Posted: Thu Jul 15, 2004 3:38 pm
by Cathy
I think I go in and out of denial. This is so scarey sometimes. When I feel well, I try to pretend nothing is wrong with me. I also try to convince myself the drugs and supplements are doing some good. When I have symptoms, I try and believe they are going to be short lived. I do not think there is one person around me that understands this is NORMAL. I think if someone told me I had an uncurable cancer, and I had 6 months to live, it might actually be easier for me to deal with (I am sorry about this), but because noone can tell me when I have trouble walking whether it is going to get better, stay the same, or get worse, so much uncertainty freaks me out. Being a pessimist by nature, I need to know that I am prepared for the worst,another thing noone gets. HOPE. It has to be stronger than the rest I think. Hope that we can walk, swallow, think clearly, and if we can't, we sill be stong enough to deal with it. I think it is okay to be scared, and okay to be in denial, and at this point to have hope, even if it is false hope. Tell your wife you love her, but you are scared, and hoping the fear will pass. I am keeping you both in my prayers.

Cathy

Denial....that is not the name of a River? LOL

Posted: Thu Jul 15, 2004 6:43 pm
by DawnsBrain
I am like Cathy in that I do think I go in/out of denial which at times is beneficial to me and for those around me.

I do not live in constant denial because I am very aware of what MS is and what it possibly means to my future. I do not deny medical attention to myself when I am having problems thinking oh, this will just go away because I know it will not and if it does it may return with even a more fierce bite to my ass.

For me, I know the in/out of denial has kept me sane or as sane as one can be dealing with this putrid disease.

When dealing with this putrid disease we seem to live on the edge of our seat because we never know what's next so being scared is a natural and I would think common feeling.

seelie, there are days where I am scared and there are days I am like....do what you are going to do with me and get it over with.
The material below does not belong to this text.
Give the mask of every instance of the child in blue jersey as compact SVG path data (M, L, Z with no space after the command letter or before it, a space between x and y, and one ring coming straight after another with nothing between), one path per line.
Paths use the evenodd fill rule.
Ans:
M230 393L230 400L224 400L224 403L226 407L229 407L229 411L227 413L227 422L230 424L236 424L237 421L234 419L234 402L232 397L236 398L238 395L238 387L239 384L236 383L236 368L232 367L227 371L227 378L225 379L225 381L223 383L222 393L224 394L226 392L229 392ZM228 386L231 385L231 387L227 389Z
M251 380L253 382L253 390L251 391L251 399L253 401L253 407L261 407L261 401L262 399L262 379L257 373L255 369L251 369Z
It is okay that you feel the way you do and you are not alone in those feelings.

I do honestly think denial serves its purpose with us a different times. Just like the testing we have to have done.....there are times I tell myself I have had worse which is so far from denial b/c I have had worse. LOL

Posted: Sat Jul 17, 2004 6:13 am
by Shayk
Well, I am right there with you (Seelie, Cathy, DawnsBrain).

I try denial as long as I can (until MS symptoms definitely do the override function). One of the things that helped me the most with this topic was Richard Cohens book Blindsided: A Reluctant Memoir

The following quote spoke to me big time:
But denial has two sides, and I have been favored by its more attractive side......For me, denial has been the linchpin of the determination to cope and to hope. Denial allows any individual with a problem to invent his or her personal reality and to move forward with life in the belief that he or she is in control and can do what needs to be done to keep going. Denial encourages anyone to test perceived limits and, as a consequence, to postpone concessions..
Given another major problem with MS is this freakin' unpredictability, I particularly like the idea that I can hope, cope, invent my own reality and move forward. :roll: Of course it's really attractive to postpone any concessions to MS too. :)

Have a nice week end

Sharon

denial

Posted: Mon Jul 19, 2004 5:25 am
by Cathy
Thanks for sharing that quote. You've said it all. Keep well.